WikiLeaks has disclosed an alleged CIA program known as “ Cherry Blossom ” that was used by the agency to spy on individuals and personalities by turning the network access points and Internet routers as surveillance devices.
In the latest Vault 7 series of leaks, Wikileaks has exposed the program, which the purpose is to replace a router’s firmware with a CIA modified version known as FlyTrap. This doesn’t even require a physical access to the device in most cases. With the control over the router, CIA could monitor the target’s local network and internet traffic. It could inject malicious software for various reasons – including keyloggers to collect passwords or seizing control of a device's camera and microphone.

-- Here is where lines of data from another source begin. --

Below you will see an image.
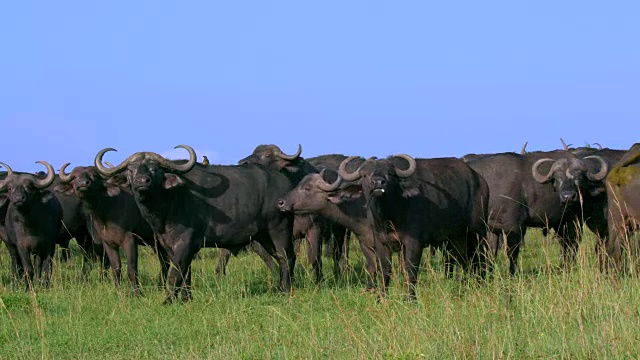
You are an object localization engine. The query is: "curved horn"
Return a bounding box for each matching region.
[0,162,13,190]
[93,148,140,177]
[338,156,362,181]
[0,162,13,176]
[560,138,569,151]
[318,169,342,192]
[394,154,417,178]
[583,155,609,181]
[33,160,56,189]
[58,163,73,182]
[276,144,302,160]
[147,145,198,173]
[531,158,556,184]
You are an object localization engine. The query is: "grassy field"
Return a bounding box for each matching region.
[0,230,640,359]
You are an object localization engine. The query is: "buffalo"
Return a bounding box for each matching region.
[468,140,607,274]
[0,161,63,290]
[54,163,169,295]
[94,145,296,303]
[278,169,376,290]
[227,145,347,282]
[606,143,640,266]
[338,154,489,299]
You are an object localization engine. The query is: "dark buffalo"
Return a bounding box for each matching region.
[606,143,640,266]
[278,169,376,290]
[0,161,62,290]
[339,154,489,299]
[468,141,607,274]
[0,171,109,276]
[219,145,346,282]
[460,141,529,162]
[54,163,169,295]
[94,145,296,303]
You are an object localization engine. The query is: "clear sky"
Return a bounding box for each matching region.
[0,0,640,171]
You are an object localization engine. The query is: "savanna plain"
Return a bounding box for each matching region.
[0,229,640,359]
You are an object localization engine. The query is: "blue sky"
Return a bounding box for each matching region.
[0,0,640,171]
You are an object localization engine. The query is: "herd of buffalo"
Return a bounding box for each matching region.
[0,141,640,302]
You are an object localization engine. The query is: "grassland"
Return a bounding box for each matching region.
[0,230,640,359]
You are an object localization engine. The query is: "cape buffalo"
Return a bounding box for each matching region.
[227,145,346,282]
[0,171,109,275]
[54,163,169,295]
[339,154,489,299]
[0,161,62,290]
[94,145,296,303]
[278,169,376,290]
[468,142,607,274]
[606,143,640,266]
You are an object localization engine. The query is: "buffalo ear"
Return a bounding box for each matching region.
[40,191,53,204]
[104,174,129,196]
[53,183,73,195]
[328,185,362,204]
[162,174,184,190]
[400,179,420,198]
[589,186,607,196]
[107,186,122,197]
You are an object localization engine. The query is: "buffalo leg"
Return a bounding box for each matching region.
[555,222,578,269]
[306,223,323,283]
[164,239,199,304]
[402,239,424,301]
[375,240,391,298]
[251,240,278,273]
[57,238,71,262]
[215,248,231,275]
[104,243,122,287]
[329,226,347,278]
[42,248,55,288]
[155,245,171,288]
[358,237,377,291]
[5,243,24,281]
[18,248,34,291]
[123,236,142,296]
[507,229,527,275]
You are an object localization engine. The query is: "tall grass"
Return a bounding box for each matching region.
[0,230,640,359]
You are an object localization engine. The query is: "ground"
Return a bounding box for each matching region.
[0,230,640,359]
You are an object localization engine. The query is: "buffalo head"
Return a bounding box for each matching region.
[54,163,126,198]
[531,155,608,203]
[94,145,197,195]
[0,161,55,207]
[278,169,342,213]
[338,154,419,198]
[238,145,302,171]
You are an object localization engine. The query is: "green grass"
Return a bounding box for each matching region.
[0,230,640,359]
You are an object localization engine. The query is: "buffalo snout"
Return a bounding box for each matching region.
[133,175,151,187]
[278,199,291,211]
[560,191,578,203]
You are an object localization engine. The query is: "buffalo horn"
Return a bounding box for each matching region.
[584,155,609,181]
[58,163,72,182]
[318,169,342,192]
[0,162,13,190]
[394,154,416,178]
[531,158,556,184]
[146,145,198,173]
[276,144,302,160]
[33,160,56,189]
[338,156,362,181]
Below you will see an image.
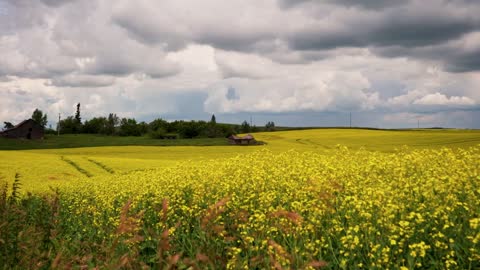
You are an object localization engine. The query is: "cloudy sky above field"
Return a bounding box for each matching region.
[0,0,480,128]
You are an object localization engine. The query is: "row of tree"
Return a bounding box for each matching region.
[4,103,275,139]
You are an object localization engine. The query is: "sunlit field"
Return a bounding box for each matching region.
[0,129,480,269]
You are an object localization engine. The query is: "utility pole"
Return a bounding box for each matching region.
[350,112,352,128]
[57,113,60,136]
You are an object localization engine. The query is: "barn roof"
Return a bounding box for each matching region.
[0,118,40,133]
[228,134,255,140]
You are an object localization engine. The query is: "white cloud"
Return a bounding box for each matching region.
[413,92,476,106]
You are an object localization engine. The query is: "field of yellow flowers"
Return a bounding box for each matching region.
[0,130,480,269]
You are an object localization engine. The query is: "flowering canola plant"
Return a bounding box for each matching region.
[29,146,480,269]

Once the agents are installed on the devices, the agency can monitor the target using a web-based platform called Cherryweb. The C&C server that compiles the data collected by FlyTrap is codenamed CherryTree.

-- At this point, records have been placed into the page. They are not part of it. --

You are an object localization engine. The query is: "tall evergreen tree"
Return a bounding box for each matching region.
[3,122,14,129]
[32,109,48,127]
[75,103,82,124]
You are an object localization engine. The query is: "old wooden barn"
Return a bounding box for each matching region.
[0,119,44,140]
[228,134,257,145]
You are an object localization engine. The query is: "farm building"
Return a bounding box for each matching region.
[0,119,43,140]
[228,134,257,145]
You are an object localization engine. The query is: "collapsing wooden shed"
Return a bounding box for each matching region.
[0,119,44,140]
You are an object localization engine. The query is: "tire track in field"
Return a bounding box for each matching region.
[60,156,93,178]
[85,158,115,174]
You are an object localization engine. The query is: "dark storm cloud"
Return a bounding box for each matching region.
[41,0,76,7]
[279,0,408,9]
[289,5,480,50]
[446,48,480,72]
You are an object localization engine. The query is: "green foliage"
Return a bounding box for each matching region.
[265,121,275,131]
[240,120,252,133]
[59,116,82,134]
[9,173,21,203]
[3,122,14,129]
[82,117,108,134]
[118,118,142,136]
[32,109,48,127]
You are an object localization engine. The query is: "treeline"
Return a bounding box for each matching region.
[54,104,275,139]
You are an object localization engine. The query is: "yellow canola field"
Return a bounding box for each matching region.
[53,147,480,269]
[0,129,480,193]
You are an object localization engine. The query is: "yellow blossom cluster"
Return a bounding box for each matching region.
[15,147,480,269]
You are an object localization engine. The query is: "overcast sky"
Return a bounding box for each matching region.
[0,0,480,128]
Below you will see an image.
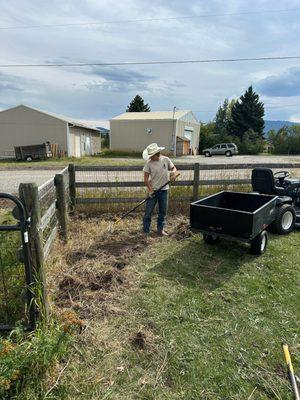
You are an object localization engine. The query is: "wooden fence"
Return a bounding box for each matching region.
[69,163,300,207]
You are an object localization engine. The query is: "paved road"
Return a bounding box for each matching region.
[0,156,300,193]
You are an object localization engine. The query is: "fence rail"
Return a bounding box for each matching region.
[69,163,300,206]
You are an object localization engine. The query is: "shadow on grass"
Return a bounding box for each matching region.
[152,237,255,291]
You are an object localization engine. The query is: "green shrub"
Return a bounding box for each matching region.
[0,322,72,400]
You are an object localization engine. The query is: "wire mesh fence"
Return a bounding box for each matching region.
[0,209,28,329]
[75,163,300,212]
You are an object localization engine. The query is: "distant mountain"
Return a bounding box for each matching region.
[264,121,300,133]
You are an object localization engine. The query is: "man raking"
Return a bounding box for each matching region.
[143,143,177,236]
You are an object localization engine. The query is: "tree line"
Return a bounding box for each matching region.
[126,90,300,154]
[199,86,265,154]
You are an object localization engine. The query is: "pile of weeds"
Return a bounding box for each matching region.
[50,214,191,320]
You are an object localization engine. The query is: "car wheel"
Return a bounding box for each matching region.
[250,231,268,255]
[203,233,220,244]
[271,204,296,235]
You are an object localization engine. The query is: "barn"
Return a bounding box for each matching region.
[0,105,101,157]
[110,110,200,156]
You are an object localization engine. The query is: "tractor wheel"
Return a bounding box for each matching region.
[250,231,268,255]
[271,204,296,235]
[203,233,220,244]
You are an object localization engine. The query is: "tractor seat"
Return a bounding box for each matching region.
[251,168,286,196]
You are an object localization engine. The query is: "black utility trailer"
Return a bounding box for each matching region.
[15,142,52,161]
[190,191,277,254]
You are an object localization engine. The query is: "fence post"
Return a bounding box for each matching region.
[54,174,68,243]
[19,183,48,318]
[193,163,200,201]
[68,164,76,211]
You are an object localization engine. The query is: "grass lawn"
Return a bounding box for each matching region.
[14,216,300,400]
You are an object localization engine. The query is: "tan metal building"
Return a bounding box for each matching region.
[0,105,101,157]
[110,110,200,156]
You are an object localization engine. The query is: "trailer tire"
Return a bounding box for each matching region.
[203,233,220,244]
[250,231,268,255]
[270,204,296,235]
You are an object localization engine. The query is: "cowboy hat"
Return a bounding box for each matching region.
[143,143,164,160]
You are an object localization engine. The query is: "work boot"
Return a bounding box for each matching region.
[157,230,169,236]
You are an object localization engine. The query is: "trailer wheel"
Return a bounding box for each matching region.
[250,231,268,255]
[203,233,220,244]
[270,204,296,235]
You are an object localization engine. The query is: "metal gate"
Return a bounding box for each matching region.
[0,193,35,331]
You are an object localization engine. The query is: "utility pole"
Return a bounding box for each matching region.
[171,106,176,157]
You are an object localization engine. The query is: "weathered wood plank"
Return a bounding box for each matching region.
[40,201,56,232]
[38,178,54,198]
[54,174,68,243]
[200,163,300,171]
[75,164,194,172]
[199,179,251,186]
[68,164,76,211]
[76,196,192,204]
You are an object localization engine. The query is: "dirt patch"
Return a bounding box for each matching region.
[55,216,191,320]
[274,364,287,379]
[130,327,156,350]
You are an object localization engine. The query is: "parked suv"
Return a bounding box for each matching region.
[202,143,239,157]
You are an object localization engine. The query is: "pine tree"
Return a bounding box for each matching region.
[228,86,265,140]
[126,94,151,112]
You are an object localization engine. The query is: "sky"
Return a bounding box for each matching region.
[0,0,300,122]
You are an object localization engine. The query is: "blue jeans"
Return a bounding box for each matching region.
[143,190,168,233]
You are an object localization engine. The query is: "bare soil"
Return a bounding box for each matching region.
[50,215,192,322]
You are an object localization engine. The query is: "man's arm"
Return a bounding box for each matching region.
[144,172,153,193]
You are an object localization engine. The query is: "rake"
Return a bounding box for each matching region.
[113,171,180,225]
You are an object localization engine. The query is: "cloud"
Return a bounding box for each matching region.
[0,73,24,92]
[255,67,300,97]
[87,66,156,82]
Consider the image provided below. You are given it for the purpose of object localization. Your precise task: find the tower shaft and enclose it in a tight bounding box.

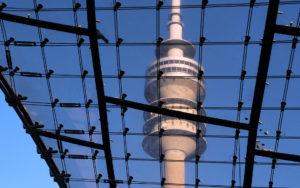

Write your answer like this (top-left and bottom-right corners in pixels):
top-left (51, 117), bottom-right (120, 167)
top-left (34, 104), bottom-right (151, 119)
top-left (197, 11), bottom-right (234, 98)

top-left (165, 150), bottom-right (186, 188)
top-left (143, 0), bottom-right (206, 188)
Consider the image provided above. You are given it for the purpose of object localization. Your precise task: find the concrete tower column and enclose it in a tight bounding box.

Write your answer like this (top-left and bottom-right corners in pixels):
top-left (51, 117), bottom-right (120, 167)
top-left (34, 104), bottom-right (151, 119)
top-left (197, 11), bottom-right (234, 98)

top-left (168, 0), bottom-right (183, 57)
top-left (142, 0), bottom-right (206, 188)
top-left (165, 150), bottom-right (186, 188)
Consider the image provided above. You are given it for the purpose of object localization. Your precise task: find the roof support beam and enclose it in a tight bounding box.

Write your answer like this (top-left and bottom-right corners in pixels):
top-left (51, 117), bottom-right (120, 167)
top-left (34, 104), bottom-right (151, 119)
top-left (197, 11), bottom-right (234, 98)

top-left (0, 12), bottom-right (89, 35)
top-left (86, 0), bottom-right (116, 188)
top-left (275, 25), bottom-right (300, 37)
top-left (105, 96), bottom-right (250, 130)
top-left (255, 150), bottom-right (300, 162)
top-left (27, 129), bottom-right (104, 150)
top-left (243, 0), bottom-right (279, 188)
top-left (0, 66), bottom-right (67, 188)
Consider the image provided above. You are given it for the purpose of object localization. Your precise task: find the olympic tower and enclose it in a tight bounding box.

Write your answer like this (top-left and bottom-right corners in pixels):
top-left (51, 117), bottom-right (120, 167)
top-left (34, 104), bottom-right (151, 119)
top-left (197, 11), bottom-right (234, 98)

top-left (142, 0), bottom-right (206, 188)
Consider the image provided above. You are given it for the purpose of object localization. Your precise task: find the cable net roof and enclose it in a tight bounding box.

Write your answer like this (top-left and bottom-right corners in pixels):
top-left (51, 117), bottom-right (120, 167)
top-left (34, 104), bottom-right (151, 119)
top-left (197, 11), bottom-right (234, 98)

top-left (0, 0), bottom-right (300, 188)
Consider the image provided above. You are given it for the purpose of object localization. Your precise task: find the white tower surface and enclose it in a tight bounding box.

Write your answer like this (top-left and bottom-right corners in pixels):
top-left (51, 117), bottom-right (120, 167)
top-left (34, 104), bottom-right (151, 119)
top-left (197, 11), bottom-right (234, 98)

top-left (143, 0), bottom-right (206, 188)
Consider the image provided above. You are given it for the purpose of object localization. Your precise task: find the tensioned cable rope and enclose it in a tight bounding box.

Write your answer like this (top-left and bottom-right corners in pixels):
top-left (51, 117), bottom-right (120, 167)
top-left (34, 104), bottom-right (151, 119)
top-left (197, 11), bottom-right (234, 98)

top-left (231, 0), bottom-right (255, 188)
top-left (269, 12), bottom-right (300, 188)
top-left (113, 0), bottom-right (130, 188)
top-left (72, 0), bottom-right (100, 188)
top-left (33, 0), bottom-right (70, 182)
top-left (4, 1), bottom-right (300, 12)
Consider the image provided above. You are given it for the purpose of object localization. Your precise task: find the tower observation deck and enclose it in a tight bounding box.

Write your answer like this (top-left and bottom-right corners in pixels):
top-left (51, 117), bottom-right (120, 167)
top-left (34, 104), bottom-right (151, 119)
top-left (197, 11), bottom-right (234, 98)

top-left (143, 0), bottom-right (206, 188)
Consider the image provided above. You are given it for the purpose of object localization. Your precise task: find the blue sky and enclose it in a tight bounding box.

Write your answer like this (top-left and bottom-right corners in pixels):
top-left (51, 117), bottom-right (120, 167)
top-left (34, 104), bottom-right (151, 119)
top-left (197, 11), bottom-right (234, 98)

top-left (0, 0), bottom-right (300, 187)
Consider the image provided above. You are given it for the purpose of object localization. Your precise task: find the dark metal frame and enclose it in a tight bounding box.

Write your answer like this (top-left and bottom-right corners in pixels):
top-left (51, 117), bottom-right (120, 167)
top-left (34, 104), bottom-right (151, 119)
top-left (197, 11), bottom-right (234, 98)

top-left (0, 0), bottom-right (300, 188)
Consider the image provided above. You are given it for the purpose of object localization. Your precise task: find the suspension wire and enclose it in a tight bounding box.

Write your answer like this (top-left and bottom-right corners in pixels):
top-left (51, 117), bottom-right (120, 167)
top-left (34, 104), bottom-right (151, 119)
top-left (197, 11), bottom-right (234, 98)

top-left (195, 0), bottom-right (208, 185)
top-left (269, 11), bottom-right (300, 187)
top-left (231, 0), bottom-right (255, 188)
top-left (72, 0), bottom-right (100, 188)
top-left (0, 40), bottom-right (299, 47)
top-left (155, 0), bottom-right (164, 188)
top-left (113, 0), bottom-right (131, 188)
top-left (33, 0), bottom-right (70, 184)
top-left (5, 0), bottom-right (300, 12)
top-left (0, 16), bottom-right (16, 88)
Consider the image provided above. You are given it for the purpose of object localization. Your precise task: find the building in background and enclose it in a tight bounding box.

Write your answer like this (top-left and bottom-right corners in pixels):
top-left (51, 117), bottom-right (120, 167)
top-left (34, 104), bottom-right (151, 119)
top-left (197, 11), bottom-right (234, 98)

top-left (143, 0), bottom-right (206, 188)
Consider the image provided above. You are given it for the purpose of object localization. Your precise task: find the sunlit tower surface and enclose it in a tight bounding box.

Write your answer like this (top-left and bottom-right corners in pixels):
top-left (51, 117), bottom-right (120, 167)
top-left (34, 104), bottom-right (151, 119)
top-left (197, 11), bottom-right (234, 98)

top-left (143, 0), bottom-right (206, 188)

The Cherry Blossom disclosure is part of an ongoing exposure of NIA driven spying activities that began on March 7 with the leaking of weaponized 0-day exploits. It's used by the CIA in targeting a wide range of US and foreign products, including iPhones, Android devices, and Samsung TVs.
Most of the router listed in the leak are older models, indicating that the documents are somewhat outaged, but there are plenty of organizations still using the old models. In one of the list 200 WiFi devices allegedly susceptible to the Cherry Blossom program
The program also allow the CIA to detect when a person is using their home network and divert the user's traffic through predetermined servers.